After further investigation it transpired that I had neither leak – which was a good thing – but the car was delusional and thought it had leaks, and so was compensating for a lack of coolant or water – or both, in fact –  and having a wee moment to itself. It’s all confused and upset by the weather, or something…

So, Christmas shopping: postponed…

Skipping a lot of details, later that night I arrive at the theatre (in a borrowed car) with my children to go and see a pantomime. I was wandering vacantly in the bar area, looking at the “art” for sale on the walls, thinking ‘I-can-do-that’, having sent the kids off to see what they could get out of the machine in the way of chocolate. They bounded into the bar and I sat down on the green bench, ready to receive whatever Minstrels they were going to give me.

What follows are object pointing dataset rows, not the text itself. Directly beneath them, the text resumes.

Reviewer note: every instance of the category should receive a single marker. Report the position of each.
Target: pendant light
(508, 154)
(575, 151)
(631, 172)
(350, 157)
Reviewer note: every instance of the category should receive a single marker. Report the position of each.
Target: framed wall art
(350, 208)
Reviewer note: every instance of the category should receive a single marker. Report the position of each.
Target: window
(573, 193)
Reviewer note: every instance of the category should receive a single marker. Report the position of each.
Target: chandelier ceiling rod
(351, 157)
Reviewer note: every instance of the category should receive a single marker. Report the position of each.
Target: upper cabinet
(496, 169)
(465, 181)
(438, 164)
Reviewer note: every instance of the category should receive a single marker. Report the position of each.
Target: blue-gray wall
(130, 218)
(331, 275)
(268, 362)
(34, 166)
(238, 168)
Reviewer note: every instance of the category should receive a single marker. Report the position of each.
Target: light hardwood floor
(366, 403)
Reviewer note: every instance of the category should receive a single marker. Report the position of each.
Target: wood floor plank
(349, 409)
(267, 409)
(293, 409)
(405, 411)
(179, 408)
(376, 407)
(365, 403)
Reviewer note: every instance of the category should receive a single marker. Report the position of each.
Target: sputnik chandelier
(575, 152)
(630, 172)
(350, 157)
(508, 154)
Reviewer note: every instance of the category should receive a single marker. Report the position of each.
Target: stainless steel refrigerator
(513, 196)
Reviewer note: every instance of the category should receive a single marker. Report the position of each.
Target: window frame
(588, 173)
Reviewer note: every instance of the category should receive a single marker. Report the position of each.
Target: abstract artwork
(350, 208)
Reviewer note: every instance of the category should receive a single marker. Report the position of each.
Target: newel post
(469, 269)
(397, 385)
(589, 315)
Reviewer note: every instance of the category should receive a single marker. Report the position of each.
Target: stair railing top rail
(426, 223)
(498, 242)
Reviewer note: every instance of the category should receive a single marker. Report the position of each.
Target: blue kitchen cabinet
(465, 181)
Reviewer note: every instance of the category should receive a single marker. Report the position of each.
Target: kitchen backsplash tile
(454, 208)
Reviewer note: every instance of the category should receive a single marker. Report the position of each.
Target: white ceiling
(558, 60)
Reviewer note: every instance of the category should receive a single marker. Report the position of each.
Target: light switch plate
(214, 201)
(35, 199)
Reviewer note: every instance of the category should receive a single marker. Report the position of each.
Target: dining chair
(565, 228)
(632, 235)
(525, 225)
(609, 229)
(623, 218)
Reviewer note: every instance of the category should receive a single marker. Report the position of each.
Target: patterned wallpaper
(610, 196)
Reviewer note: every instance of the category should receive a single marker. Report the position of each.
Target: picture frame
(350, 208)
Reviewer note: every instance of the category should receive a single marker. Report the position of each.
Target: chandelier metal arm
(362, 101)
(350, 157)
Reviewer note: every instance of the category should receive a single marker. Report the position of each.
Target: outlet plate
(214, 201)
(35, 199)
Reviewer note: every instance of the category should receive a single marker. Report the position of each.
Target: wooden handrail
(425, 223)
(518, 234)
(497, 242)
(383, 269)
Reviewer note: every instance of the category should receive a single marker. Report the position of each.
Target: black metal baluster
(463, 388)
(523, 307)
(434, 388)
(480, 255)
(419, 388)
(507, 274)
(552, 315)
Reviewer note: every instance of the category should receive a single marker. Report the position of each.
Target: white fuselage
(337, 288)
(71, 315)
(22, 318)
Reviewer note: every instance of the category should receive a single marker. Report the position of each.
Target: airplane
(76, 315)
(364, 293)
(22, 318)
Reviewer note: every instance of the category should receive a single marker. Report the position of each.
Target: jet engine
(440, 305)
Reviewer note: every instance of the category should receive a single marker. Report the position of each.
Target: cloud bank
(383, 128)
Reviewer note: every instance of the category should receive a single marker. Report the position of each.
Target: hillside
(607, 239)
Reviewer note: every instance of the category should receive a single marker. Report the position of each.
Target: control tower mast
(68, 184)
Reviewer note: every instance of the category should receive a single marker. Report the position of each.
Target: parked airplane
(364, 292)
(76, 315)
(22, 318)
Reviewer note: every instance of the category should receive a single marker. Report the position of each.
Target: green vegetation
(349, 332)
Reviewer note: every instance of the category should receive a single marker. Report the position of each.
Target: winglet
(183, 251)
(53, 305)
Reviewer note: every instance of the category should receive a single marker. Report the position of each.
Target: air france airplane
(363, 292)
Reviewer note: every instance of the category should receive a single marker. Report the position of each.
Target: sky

The green bench, however, wasn’t there! It was, well, more of a SPACE between two green benches…

Down I smacked on my back, feet to the air, managing to crush my hand in a kind of defying-the-laws-of-nature-way. I raised my hand quivering before me – in the style of Marty McFly in the first Back to the Future movie, when he has pretty much erased himself from existence – and it was all kind of … pale, backwards and flat… and making me feel kind of sick…

When I realised that no one but the children had seen me, I shook myself off, took myself to the bar, ordered myself a water  – and plunged my hand into the pint glass and tried not to vomit or pass out.

Success.

Eventually I traded in the pint glass for an actual ice-pack and spent the panto chillin’.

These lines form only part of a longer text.